改正統計法下でがん登録資料の適正な整備と利用が図られるよう、今後も関係機関との調整を進めていくことが重要である。デンマークでは多くの研究成果が発信され、人々の健康と福祉に貢献していた。NDIが導入された国で、研究が振興していた。NCHSにおけるNDIに関する調査から、NDIは研究の促進の点からその意義が極めて高く、その恩恵は国民全体が得らていた。
結論
新統計法下においても、NDI導入の有効性・必要性は異論がないと考えられた。他国の状況を勘案すると、導入のための環境整備・課題に対する対策に関する継続的な研究が必須である。国民の利益の視点から、国民の理解が得られるような取り組みが最大の課題であると考える。

公開日・更新日

公開日
2015-06-02
更新日
-

行政効果報告

文献番号
200902001C

成果

専門的・学術的観点からの成果
本研究班は、統計法が60年ぶりに改正される中で組織された。新統計法下でも人口動態統計の目的外利用申請で死亡データは利用可能であり、従来よりも申請から許可までの時間の短縮が図られていた。
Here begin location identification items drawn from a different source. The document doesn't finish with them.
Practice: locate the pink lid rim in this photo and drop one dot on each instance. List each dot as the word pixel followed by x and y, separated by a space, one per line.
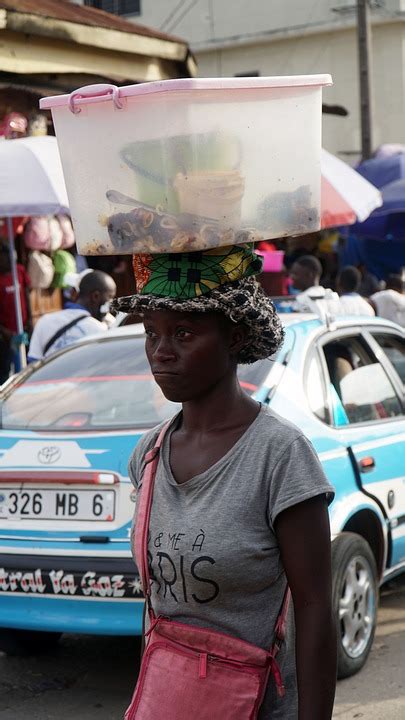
pixel 81 97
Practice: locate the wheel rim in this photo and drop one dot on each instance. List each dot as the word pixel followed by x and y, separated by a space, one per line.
pixel 357 607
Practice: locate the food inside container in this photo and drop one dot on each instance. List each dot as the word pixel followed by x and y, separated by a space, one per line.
pixel 190 164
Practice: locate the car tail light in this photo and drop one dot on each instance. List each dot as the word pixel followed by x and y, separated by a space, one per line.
pixel 58 477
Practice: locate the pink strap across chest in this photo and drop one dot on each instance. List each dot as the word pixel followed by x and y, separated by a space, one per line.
pixel 144 500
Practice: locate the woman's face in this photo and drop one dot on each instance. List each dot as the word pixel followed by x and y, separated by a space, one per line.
pixel 189 353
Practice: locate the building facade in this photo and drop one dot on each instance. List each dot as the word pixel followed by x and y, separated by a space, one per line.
pixel 269 37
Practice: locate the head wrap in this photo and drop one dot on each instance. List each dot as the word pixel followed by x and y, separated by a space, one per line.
pixel 192 274
pixel 212 281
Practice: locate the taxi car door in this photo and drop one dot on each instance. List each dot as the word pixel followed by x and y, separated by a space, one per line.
pixel 369 412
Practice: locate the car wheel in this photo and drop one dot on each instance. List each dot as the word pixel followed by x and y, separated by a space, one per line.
pixel 27 642
pixel 355 600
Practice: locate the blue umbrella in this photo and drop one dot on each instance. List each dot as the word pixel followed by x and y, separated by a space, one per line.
pixel 388 221
pixel 383 170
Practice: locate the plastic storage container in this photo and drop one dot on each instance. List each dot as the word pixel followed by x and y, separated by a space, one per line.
pixel 272 260
pixel 188 164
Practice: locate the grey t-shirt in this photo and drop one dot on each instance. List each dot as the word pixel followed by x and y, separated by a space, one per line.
pixel 213 553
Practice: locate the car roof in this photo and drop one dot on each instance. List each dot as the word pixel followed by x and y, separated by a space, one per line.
pixel 307 321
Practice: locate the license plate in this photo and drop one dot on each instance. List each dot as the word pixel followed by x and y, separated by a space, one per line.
pixel 54 504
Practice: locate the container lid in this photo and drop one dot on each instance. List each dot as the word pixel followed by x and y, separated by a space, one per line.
pixel 102 92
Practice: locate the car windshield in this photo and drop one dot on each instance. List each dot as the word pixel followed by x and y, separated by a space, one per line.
pixel 105 384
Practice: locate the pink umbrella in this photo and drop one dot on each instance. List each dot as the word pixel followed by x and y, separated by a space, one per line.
pixel 346 197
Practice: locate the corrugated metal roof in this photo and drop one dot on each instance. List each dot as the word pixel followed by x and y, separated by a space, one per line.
pixel 70 12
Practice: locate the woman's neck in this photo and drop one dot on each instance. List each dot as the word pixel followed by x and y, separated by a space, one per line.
pixel 225 406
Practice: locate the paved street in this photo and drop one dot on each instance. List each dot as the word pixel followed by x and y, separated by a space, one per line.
pixel 89 678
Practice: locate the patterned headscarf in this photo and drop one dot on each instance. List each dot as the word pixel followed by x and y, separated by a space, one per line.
pixel 192 274
pixel 212 281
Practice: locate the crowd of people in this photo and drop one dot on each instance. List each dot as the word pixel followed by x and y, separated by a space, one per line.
pixel 388 301
pixel 88 294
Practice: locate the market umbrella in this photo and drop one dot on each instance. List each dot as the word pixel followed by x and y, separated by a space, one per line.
pixel 388 221
pixel 384 168
pixel 345 195
pixel 31 183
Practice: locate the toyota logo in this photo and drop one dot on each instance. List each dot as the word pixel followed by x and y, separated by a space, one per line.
pixel 49 455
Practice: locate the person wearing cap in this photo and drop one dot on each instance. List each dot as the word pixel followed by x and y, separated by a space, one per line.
pixel 8 319
pixel 305 275
pixel 240 499
pixel 348 285
pixel 390 303
pixel 79 318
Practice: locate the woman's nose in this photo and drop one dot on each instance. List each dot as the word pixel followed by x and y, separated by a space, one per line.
pixel 163 350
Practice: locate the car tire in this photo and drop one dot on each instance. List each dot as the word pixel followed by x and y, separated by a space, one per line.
pixel 27 642
pixel 355 601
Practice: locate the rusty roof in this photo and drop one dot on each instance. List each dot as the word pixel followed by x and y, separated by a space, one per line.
pixel 83 15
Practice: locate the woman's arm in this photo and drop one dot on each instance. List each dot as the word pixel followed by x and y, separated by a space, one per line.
pixel 304 537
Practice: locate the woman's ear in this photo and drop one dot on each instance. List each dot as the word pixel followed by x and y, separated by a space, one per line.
pixel 238 338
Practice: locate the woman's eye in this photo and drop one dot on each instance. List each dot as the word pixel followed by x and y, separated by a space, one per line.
pixel 182 333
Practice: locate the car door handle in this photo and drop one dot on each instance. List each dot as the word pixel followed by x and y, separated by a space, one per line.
pixel 366 464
しかし、疫学研究・臨床研究の更なる推進を通じて、国民の保健・医療・福祉政策に寄与するためには、米国等で導入されている死亡者データベースの意義、重要性は極めて高い。その点を、現制度の中で、文献、コホート研究の実態、目的外利用申請による実態、さらに、米国等における調査など、多面的に明らかにしたことの意義は極めて高い。
臨床的観点からの成果
本研究班は、人口動態統計における死亡情報の適切で、有効な利用を促進するための基盤整備を念頭に置いて研究がすすめられた。地域がん登録を用いたがん研究や、循環器疾患のリスク要因の解明研究などのコホート研究や、臨床研究、例えば、がんによる生存率等についての臨床研究などで、死亡情報は必須である。今後、日本における臨床研究の促進のためには、死亡者データベースの必要性を明示できた点は意義深いと考える。
ガイドライン等の開発
特にありません。
その他行政的観点からの成果
特にありません。
その他のインパクト
日本医学会社会部会の平成22年4月28日開催の「Japan-CDC(仮称)創設に関する委員会」で参考人(アドバイザー)として、本研究班の概要について説明した。本研究班で検討した死亡者データベース(NDI)導入の意義、必要性について説明した。
平成22年2月9日の平成21年度厚生労働科学研究統計情報総合研究講演会「厚生労働統計の活用について」で研究成果の概要を報告した。
平成22年1月9日の国際疫学会西太平洋地域学術会議における日韓セミナーで、本研究班顧問の児玉和紀先生が研究成果の概要を報告した。

発表件数

原著論文(和文)
0件
原著論文(英文等)
0件
その他論文(和文)
0件
その他論文(英文等)
0件
学会発表(国内学会)
0件
学会発表(国際学会等)
0件
その他成果(特許の出願)
0件
「出願」「取得」計0件
その他成果(特許の取得)
0件
その他成果(施策への反映)
1件
厚生労働省における人口動態統計の目的外利用申請に対する対応の迅速化に貢献したと考える。
その他成果(普及・啓発活動)
3件
日本医学会社会部会「Japan-CDC(仮称)創設に関する委員会」、厚生労働科学研究統計情報総合研究講演会、国際疫学会西太平洋地域学術会議日韓セミナーで、研究成果の概要を報告した。

特許

主な原著論文20編(論文に厚生労働科学研究費の補助を受けたことが明記された論文に限る)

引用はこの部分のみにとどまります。